Abnormal Children

REVIEWS AND CRITICISM.

Les Enfants anormauxr Guide pour I’admission des enfants anorrnaux dans les classes de perfectionnement. Alfred Binet et Th. Simon.

The object of the book is indicated in its sub-title,?a guide for the admission of abnormal children into special classes. It has been discovered that a large number of children in the elementary schools of France are unable to advance at the average rate of progress. The State has therefore provided special schools and classes for backward children. The problem of selecting these pupils then presents itself, and Messrs. Binet and Simon have undertaken the praiseworthy labor of furnishing data for the avoidance of grave mistakes in the establishment of these schools. That this question is of more than local importance, is evidenced by the attention it is attracting in the United States, and by its growing prominence there and elsewhere, in proportion to the improved efficiency of school systems.
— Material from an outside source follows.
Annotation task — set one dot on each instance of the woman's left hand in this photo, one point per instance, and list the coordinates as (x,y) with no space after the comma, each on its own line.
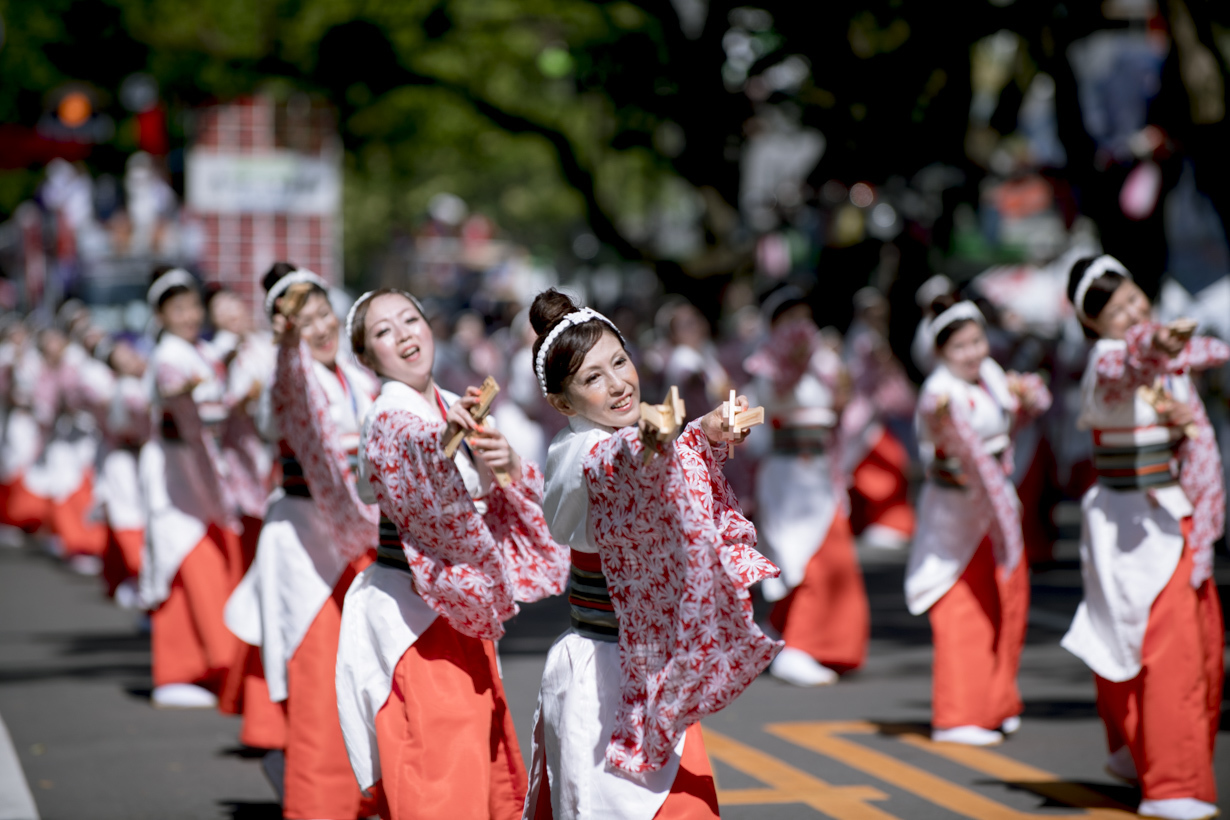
(715,423)
(495,451)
As was to be expected in the joint work of Dr Simon and Professor Binet, the well-known director of the psychological laboratory of the Sorbonne, the discussion of “abnormal children” is taken up in an extended manner from psychological and medical standpoints. Obviously, such treatment of the topic will scarcely awaken so widespread an interest among teachers and school administrators as one of a more largely pedagogical and general nature. It is to be feared that the title itself, “abnormal children,” and the great space given to medical considerations may cause educators to dismiss the book as not within their province. Let us hope, however, that such will not be the case, for the book is a notable contribution to the very meagre literature of retardation in schools. A few extracts will indicate some of the points at which Messrs. Binet and Simon touch the investigation of retarded children, now being so actively carried on by The Psychological Clinic and individual educators.
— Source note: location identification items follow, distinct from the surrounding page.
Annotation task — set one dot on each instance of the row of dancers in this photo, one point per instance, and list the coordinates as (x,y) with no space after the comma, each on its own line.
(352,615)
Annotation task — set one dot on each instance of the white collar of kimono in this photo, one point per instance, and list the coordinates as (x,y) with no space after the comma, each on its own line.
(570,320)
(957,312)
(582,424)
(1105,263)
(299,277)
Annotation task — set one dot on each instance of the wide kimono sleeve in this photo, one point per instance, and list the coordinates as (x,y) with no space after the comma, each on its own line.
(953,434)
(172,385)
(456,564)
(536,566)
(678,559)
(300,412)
The following passages are of special value in their bearing on the ultimate adoption of a standard measure of retardation: “According to an agreement arrived at in Belgium, which we would modify slightly, the amount of retardation necessary to put a child in the class of retarded children is two years when the child has not reached the age of nine years, and three years when the child has passed the age of nine years. This rule is very exact and easy to apply to all children with the corrections already mentioned relative to lack of regularity in attendance, which might often be an extenuating circumstance. Though this rule may be rather rigid, as we believe it is, it will, nevertheless, always be possible to make it more flexible by a close analysis of the individual cases to which the application of it may have been made.

“From these data, which we have explained more fully elsewhere with the support of exact proofs, we can see that not only a school director, but even a stranger may determine which are the least intelligent children, and the least adapted to the school, without taking the trouble to examine them all individually. All that is necessary is to know their place in school, and to make a comparison between their place in school and their age.”

With reference to the tests to be made for the purpose of determining retardation,?namely, (1) the examination of the pupil’s schoolstanding and (2) of his intelligence,?the authors make this trenchant and important statement:

“In short, we advocate the psychological examination as a means of rehabilitating the child who shows a decided backwardness in his studies. That is the only use it has. Never, in any case, can this examination be used to declare as retarded a child who does average work in his studies.” J. Warshaw.